We're hiring a senior ML engineer (in person, in San Francisco) to join our small team of A+ people and build the foundations of Weights.
Why join
As a small team, we work in a highly collaborative environment and you'll have the opportunity to participate in every part of the business from idea to production.
Impact: Build the foundation and shape engineering practices, team, and company culture.
Excellence: Practice your craft with other ICs in a well-organized, fast-paced environment.
Ownership: Influence the direction of product and strategy — we care about your opinions.
What you'll do (responsibilities)
We're looking for an experienced individual contributor who enjoys working alongside other experienced engineers to quickly build and iterate on our ML serving infrastructure.
- Deploy at scale. Model training and inference are fully owned and controlled by us - we deploy the majority of our models in house, and have full control over them. We maintain multiple clusters across AWS, GCP, and Azure, encompassing hundreds of GPUs. As we build out our stack, you get to make critical choices and lay the foundations.
- Self-direct your work and co-own the product. You're a technical founder type and will have autonomy and responsibility. You'll be involved in shaping the roadmap and will own Cron's exploding backend needs.
- Optimize performance. You're adept at optimizing the performance of ML models. GPUs are expensive, and you understand we need to squeeze as much out of them as possible. You have a passion for eeking out gains, and understand where the low hanging fruit is.
- Create a robust and scalable backend. Build
PostgreSQL
database models, performant REST APIs with Redis
cache, optimized ML serving infra, and deploy on kubernetes.
- Solve interesting technical problems. Bring your full creativity to solve super-challenging technical problems: from complex backend architecture with 3rd party integrations, syncing app state, to real-time collaboration.
What we're looking for (qualifications)
You're a senior IC that has built such systems before and this is not an area you have to ramp up on. We don't require any formal qualifications but value learning new skills — especially from one another. We are looking for someone that feels a sense of duty to the users of their work.
- Experienced ML engineer. You have experience writing and optimizing ML pipelines from scratch. Pytorch comes second nature to you - you might not necessarily be writing raw CUDA kernels every day, but you know your way around a clean nn.Module.
- Highly productive while producing quality code. You enjoy pushing out features in a pragmatic and maintainable way.
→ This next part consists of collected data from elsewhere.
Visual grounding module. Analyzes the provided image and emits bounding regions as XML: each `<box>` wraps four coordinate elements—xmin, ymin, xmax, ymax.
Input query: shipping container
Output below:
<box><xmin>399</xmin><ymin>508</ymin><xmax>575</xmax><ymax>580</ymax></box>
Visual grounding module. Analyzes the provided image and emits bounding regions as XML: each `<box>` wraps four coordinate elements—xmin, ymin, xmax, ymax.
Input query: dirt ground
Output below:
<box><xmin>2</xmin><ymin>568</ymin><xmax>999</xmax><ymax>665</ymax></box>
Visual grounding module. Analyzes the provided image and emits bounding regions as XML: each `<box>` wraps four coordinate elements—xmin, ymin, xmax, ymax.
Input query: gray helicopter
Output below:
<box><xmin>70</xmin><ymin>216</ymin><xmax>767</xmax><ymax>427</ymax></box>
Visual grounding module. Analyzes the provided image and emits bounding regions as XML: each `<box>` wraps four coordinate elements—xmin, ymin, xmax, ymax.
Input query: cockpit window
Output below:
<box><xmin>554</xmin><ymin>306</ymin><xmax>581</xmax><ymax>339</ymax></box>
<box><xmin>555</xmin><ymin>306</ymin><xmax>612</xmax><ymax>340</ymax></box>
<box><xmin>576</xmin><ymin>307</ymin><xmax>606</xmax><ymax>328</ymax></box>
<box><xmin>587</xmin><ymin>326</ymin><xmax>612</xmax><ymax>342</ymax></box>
You know when to use duct tape and when to lay a foundation.
- Curious and quick learning. We don't expect you to have experience in every technology we use, but to learn and be productive quickly. Owning several repos and jumping into all of them doesn't scare you.
- Attention to detail while pragmatic. We strive for few slips in code, Git hygiene, and clear written communication — all while remaining low-ego and simply focusing on solutions.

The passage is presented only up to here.